Now here is a trio! Multi-instrumentalist/producer Tyler Trotter teams with Grails’ Zak Riles and Britt Walford (Evergreen, Slint) to create Watter – a mix of sludgy metal-hinting post-rock erupting slowly, surely from pastoral folk-hues. Don’t believe me? Check out opening track, Rustic Fog from their debut six-tracker, This World. Over seven minutes it builds from moods you might have heard on the Pink Floyd soundtrack albums of the early 70s towards a crusty ridge of nearly-riffing; if Mike Oldfield had only started making music in a post-rock world it might have sounded like this.
From there it’s to Lord I Want More, the sort of slight, lovely piece you might imagine as opening passage or outro on a James Blackshaw album.
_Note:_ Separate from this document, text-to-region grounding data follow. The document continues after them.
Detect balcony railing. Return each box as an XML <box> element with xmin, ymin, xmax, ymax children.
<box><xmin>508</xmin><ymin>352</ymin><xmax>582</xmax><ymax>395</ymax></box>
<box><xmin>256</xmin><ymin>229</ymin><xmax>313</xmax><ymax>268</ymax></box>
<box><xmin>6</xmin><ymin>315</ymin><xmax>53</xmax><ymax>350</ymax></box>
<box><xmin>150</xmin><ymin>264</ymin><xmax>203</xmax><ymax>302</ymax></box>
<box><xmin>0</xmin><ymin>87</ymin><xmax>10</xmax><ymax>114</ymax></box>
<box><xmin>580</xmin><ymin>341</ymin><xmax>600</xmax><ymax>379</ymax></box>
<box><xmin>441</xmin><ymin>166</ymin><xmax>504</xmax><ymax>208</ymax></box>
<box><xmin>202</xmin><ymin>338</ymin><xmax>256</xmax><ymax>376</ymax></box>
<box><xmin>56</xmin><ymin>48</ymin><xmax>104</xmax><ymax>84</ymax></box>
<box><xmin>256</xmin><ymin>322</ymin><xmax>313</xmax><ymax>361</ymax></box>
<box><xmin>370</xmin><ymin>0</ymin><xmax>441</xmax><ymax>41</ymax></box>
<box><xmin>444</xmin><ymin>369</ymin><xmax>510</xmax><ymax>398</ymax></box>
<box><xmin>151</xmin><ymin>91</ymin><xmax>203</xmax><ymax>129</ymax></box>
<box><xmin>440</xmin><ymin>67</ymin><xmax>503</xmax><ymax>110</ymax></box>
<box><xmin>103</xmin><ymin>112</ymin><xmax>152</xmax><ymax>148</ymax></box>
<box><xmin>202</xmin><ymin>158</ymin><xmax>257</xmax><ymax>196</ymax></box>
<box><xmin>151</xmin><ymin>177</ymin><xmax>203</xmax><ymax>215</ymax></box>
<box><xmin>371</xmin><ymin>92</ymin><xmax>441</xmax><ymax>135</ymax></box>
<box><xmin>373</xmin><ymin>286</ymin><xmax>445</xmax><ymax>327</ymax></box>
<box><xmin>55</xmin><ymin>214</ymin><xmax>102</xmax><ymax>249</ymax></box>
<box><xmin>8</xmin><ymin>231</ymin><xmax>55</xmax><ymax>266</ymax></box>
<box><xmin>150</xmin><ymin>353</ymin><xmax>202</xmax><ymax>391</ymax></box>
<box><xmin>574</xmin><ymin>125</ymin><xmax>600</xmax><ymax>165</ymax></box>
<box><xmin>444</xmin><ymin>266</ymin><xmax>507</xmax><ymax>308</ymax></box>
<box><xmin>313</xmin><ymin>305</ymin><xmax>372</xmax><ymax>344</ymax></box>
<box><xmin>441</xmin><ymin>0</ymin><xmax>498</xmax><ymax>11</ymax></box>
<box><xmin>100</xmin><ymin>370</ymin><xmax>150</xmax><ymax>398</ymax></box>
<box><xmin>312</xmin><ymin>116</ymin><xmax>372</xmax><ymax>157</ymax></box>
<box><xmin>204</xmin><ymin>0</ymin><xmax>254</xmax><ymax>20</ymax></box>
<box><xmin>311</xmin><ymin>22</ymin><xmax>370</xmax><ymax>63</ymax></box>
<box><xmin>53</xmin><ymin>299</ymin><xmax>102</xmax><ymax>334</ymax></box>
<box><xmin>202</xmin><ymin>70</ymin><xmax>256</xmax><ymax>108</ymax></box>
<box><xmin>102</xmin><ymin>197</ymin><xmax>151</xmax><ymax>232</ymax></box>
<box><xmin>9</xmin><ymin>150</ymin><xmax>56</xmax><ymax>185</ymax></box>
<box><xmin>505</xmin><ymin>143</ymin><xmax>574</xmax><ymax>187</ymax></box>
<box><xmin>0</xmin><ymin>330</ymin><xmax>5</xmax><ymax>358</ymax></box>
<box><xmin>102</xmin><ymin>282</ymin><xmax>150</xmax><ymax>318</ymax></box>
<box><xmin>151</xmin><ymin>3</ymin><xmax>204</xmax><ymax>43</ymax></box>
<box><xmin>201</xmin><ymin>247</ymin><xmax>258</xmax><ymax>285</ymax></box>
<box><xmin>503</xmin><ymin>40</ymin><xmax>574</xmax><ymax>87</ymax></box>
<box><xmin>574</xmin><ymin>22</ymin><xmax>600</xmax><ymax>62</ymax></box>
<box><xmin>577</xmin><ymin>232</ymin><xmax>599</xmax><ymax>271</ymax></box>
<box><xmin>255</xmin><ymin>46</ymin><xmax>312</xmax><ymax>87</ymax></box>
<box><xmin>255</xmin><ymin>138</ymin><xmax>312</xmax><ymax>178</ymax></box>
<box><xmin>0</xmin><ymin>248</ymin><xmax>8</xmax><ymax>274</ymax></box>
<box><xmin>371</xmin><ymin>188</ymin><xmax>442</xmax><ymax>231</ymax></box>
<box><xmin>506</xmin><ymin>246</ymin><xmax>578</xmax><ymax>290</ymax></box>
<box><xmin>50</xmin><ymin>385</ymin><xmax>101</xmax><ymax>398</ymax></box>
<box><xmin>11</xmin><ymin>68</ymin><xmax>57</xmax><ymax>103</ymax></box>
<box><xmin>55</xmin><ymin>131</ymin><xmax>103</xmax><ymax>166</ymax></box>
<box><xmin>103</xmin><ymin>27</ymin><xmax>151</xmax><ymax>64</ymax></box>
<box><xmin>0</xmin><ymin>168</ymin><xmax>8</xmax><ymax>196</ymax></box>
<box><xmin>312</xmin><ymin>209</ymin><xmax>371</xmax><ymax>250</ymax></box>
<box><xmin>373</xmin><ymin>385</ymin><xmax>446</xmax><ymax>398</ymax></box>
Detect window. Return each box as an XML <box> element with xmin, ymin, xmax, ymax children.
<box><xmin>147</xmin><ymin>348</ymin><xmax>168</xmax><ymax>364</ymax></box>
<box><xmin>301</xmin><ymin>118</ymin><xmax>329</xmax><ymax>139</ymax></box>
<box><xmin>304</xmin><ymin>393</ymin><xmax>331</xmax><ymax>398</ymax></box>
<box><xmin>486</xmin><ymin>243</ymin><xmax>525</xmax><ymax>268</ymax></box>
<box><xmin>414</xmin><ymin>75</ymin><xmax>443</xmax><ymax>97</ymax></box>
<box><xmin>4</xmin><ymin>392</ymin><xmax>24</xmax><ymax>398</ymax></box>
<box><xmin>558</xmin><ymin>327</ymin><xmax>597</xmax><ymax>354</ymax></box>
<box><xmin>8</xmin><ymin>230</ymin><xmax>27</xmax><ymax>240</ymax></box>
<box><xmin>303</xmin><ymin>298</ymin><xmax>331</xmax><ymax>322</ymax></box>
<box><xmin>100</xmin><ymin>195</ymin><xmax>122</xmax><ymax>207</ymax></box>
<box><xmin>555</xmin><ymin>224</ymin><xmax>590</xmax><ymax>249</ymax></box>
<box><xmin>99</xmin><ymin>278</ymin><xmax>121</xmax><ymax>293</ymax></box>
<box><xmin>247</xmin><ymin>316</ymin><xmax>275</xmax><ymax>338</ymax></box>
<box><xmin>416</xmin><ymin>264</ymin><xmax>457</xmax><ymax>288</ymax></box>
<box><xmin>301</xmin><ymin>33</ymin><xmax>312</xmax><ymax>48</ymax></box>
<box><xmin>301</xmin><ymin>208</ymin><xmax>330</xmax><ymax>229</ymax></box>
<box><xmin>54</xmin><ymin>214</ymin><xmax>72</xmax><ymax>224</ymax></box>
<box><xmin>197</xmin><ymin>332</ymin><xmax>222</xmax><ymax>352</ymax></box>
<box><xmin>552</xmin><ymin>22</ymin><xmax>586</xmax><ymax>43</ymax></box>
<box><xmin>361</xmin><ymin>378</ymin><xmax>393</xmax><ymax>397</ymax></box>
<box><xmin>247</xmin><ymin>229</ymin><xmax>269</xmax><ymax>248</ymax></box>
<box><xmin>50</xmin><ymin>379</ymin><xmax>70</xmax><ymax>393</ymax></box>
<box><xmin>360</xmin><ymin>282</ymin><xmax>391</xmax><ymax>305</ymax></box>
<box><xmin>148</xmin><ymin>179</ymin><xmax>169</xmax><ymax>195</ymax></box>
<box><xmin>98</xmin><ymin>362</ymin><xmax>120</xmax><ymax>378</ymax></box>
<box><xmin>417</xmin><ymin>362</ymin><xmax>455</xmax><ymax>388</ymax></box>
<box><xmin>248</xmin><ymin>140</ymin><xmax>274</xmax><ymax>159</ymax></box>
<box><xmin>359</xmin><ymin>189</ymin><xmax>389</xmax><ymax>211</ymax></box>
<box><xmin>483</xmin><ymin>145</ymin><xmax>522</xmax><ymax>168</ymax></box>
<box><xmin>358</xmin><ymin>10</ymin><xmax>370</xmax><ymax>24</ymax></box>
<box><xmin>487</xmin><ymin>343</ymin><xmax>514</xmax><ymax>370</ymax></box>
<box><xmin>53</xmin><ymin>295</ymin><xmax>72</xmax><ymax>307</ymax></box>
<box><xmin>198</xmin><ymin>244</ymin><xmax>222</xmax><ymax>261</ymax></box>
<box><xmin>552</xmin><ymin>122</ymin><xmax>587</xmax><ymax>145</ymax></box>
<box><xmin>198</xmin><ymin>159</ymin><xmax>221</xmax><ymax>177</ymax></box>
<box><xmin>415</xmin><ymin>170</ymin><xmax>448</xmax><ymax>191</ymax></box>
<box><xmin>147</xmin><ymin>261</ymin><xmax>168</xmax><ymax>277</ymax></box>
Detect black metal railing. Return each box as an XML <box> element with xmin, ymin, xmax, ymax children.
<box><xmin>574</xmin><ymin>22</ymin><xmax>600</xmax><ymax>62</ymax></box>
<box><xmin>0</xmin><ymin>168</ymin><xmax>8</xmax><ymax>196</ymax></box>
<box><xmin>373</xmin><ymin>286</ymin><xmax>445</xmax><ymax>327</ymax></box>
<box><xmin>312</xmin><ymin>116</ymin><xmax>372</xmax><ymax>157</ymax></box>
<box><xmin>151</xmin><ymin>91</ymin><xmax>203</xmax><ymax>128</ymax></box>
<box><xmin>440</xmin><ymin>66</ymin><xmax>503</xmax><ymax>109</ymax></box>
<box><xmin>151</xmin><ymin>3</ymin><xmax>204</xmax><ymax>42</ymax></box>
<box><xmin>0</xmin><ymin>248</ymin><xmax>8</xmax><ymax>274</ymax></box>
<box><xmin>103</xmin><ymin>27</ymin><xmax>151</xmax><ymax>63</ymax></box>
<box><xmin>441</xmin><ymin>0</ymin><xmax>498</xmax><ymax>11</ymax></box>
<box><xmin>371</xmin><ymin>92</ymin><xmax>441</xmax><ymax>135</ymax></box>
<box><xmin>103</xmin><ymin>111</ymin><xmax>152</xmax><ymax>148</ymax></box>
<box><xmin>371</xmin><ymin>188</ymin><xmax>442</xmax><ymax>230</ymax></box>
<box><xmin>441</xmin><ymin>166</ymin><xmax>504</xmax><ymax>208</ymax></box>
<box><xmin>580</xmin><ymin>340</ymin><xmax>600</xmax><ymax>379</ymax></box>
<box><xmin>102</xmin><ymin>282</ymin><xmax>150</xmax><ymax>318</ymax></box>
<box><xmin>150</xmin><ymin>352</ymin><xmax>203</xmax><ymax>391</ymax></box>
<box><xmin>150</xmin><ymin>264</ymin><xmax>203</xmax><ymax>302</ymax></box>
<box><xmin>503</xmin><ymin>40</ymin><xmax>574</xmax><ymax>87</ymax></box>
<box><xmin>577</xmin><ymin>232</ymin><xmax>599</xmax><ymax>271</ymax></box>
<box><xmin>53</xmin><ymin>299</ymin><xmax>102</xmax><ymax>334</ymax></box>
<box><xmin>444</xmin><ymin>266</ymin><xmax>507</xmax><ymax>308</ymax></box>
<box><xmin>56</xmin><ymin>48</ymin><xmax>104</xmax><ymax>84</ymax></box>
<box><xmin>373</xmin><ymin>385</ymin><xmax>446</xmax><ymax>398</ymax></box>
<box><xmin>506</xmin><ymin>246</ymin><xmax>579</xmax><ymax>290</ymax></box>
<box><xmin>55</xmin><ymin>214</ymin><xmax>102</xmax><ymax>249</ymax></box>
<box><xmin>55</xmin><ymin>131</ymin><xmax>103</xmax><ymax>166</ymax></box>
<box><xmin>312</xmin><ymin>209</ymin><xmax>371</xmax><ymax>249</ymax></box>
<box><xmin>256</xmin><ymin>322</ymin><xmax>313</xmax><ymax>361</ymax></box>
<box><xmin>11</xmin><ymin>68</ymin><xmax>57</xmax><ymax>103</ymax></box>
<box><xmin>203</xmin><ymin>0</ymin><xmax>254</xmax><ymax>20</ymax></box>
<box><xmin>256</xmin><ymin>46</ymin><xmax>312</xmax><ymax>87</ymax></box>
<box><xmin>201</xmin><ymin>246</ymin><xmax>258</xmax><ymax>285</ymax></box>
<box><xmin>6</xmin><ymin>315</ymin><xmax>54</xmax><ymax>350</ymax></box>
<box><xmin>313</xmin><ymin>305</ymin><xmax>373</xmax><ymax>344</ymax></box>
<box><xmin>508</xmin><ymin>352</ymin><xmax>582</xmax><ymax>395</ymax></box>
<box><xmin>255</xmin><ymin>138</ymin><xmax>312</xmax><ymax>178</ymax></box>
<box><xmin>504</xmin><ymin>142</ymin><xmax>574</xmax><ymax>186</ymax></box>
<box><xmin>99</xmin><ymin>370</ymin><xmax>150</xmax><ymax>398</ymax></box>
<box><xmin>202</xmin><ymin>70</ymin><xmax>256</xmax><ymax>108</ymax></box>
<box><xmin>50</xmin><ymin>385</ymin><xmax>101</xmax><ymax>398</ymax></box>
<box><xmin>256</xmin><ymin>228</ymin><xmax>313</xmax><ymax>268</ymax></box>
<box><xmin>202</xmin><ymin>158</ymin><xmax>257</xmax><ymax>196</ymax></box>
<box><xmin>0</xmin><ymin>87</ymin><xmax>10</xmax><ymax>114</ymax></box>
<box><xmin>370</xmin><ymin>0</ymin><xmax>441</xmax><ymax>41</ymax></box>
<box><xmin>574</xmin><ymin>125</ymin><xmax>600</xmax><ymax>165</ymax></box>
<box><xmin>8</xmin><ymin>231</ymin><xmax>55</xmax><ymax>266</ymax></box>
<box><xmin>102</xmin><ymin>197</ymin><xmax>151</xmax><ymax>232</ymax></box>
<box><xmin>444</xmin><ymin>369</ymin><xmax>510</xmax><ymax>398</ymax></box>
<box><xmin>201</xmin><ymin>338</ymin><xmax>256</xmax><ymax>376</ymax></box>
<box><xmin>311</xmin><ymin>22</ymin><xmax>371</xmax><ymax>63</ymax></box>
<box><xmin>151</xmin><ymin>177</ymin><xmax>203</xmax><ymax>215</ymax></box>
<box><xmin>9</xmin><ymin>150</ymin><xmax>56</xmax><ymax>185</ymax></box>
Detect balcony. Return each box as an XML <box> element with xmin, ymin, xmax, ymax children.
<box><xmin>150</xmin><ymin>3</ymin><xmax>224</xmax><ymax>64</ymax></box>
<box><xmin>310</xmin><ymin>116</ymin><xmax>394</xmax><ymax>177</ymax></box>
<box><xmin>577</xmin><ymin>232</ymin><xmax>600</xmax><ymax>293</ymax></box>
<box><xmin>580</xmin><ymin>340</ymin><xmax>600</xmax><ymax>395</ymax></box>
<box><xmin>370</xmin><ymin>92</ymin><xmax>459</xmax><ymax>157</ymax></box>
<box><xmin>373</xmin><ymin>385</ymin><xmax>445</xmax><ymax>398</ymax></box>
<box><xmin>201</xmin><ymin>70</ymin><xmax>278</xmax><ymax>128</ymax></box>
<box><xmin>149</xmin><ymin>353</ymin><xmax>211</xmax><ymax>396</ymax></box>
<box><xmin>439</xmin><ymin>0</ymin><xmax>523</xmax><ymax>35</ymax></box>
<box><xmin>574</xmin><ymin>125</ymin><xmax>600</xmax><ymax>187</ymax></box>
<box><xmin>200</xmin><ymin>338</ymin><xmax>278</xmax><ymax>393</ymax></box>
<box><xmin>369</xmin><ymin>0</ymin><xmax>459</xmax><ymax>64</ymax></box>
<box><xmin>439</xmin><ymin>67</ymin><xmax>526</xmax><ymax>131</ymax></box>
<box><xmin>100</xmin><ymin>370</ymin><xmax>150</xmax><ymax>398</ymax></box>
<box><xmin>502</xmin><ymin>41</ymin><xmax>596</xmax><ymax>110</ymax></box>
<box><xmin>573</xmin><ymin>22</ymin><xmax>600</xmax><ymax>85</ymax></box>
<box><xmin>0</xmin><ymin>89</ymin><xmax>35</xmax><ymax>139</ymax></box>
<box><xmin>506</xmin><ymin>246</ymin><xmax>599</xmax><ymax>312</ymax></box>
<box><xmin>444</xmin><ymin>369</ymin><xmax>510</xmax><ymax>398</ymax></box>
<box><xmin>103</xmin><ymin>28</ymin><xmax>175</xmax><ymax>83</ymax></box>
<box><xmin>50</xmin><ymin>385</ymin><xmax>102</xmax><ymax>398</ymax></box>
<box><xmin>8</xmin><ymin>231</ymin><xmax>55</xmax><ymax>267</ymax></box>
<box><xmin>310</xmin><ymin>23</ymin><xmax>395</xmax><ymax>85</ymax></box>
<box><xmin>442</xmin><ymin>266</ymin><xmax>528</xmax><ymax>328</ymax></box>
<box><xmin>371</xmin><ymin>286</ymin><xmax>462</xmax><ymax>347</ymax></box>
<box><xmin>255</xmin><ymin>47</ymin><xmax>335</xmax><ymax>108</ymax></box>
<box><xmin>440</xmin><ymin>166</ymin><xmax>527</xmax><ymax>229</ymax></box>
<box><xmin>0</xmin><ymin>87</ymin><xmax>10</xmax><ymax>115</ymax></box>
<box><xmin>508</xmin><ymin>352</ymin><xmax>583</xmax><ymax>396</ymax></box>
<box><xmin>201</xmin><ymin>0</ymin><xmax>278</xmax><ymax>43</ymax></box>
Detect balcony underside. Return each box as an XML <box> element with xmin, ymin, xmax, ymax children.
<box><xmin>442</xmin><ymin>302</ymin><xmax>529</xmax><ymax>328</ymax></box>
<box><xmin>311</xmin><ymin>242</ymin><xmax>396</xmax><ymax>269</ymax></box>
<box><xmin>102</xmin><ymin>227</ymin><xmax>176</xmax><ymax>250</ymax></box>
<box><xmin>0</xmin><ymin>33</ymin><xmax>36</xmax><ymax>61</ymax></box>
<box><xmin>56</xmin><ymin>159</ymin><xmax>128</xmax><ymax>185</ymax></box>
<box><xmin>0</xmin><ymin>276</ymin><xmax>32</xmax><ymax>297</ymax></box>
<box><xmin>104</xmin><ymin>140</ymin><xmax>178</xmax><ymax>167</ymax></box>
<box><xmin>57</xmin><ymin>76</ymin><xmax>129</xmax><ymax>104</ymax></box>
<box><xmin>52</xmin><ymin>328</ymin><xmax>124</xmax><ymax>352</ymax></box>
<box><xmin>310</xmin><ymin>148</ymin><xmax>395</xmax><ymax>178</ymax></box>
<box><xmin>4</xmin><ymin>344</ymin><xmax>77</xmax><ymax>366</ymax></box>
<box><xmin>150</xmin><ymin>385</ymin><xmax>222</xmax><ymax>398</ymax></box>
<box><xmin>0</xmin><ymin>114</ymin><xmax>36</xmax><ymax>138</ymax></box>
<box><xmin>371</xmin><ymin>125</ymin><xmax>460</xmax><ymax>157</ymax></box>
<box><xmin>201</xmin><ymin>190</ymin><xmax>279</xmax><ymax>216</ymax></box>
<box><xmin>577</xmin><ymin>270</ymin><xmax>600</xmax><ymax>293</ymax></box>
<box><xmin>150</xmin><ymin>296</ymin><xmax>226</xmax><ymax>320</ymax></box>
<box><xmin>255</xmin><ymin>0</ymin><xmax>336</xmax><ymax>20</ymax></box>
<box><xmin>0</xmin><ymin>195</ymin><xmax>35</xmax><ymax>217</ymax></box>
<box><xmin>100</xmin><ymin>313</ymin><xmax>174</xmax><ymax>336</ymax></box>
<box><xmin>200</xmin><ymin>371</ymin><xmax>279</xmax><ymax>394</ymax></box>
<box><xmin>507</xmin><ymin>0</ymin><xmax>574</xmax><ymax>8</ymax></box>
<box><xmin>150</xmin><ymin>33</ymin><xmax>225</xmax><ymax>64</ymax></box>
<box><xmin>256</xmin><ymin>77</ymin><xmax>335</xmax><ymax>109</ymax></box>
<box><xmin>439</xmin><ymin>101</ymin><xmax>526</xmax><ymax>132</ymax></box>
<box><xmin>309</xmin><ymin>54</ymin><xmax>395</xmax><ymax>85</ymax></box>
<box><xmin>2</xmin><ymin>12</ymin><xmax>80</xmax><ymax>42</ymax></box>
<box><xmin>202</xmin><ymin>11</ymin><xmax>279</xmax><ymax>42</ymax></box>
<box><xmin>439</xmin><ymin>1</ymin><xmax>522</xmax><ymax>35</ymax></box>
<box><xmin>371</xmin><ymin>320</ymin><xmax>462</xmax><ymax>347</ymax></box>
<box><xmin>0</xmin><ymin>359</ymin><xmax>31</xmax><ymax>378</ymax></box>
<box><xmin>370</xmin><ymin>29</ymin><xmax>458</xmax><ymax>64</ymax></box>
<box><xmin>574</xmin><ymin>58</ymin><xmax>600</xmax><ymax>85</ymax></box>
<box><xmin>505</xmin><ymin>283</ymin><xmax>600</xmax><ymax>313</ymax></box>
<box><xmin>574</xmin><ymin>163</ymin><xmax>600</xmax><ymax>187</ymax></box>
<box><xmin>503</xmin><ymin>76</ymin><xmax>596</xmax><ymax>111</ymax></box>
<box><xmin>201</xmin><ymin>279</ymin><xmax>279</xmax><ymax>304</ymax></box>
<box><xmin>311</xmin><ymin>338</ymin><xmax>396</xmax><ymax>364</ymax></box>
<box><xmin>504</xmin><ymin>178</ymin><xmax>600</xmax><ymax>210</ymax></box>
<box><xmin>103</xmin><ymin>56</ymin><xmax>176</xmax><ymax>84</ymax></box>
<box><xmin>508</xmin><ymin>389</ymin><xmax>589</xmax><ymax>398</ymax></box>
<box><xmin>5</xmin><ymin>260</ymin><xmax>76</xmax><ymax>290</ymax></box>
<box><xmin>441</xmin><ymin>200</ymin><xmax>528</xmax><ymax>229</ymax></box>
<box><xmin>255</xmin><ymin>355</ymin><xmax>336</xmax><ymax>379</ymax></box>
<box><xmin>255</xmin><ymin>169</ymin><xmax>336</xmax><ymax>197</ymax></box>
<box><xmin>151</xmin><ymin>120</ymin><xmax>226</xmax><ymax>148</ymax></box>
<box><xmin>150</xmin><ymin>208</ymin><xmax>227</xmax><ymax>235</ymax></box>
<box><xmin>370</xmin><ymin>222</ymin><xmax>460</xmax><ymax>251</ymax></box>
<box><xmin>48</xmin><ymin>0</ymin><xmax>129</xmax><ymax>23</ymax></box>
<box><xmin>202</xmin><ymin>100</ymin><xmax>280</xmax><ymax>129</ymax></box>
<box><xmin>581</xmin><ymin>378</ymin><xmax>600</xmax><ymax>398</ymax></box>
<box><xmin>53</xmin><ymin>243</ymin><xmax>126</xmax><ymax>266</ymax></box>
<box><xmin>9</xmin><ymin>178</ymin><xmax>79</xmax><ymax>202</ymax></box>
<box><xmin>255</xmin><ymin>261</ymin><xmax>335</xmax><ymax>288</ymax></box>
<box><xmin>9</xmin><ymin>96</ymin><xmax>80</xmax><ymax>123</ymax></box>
The towering, 12-minute Small Business, reminded me of An Emerald City’s best work, taking Jimmy Page’s Kashmir explorations as a starting point and circling outward, a thin trace of prog-rock ominousness creeping and crawling into place; it sure is good to hear Walford again.
The brittle groove on Bloody Monday support more post-Syd/pre-Dark Side Floydian dreams/themes, Seawater – also a 12-minute epic – feels like King Crimson covering Jakob, or maybe it’s Jakob reinterpreting King Crimson actually. And then the closing, title track returns us to the acoustic territory of Ralph Towner and James Blackshaw.
It’s a lovely set of moods – from the dark, haunting surge of prog-ish post-rock seesawing with folk-y circlings. Really great.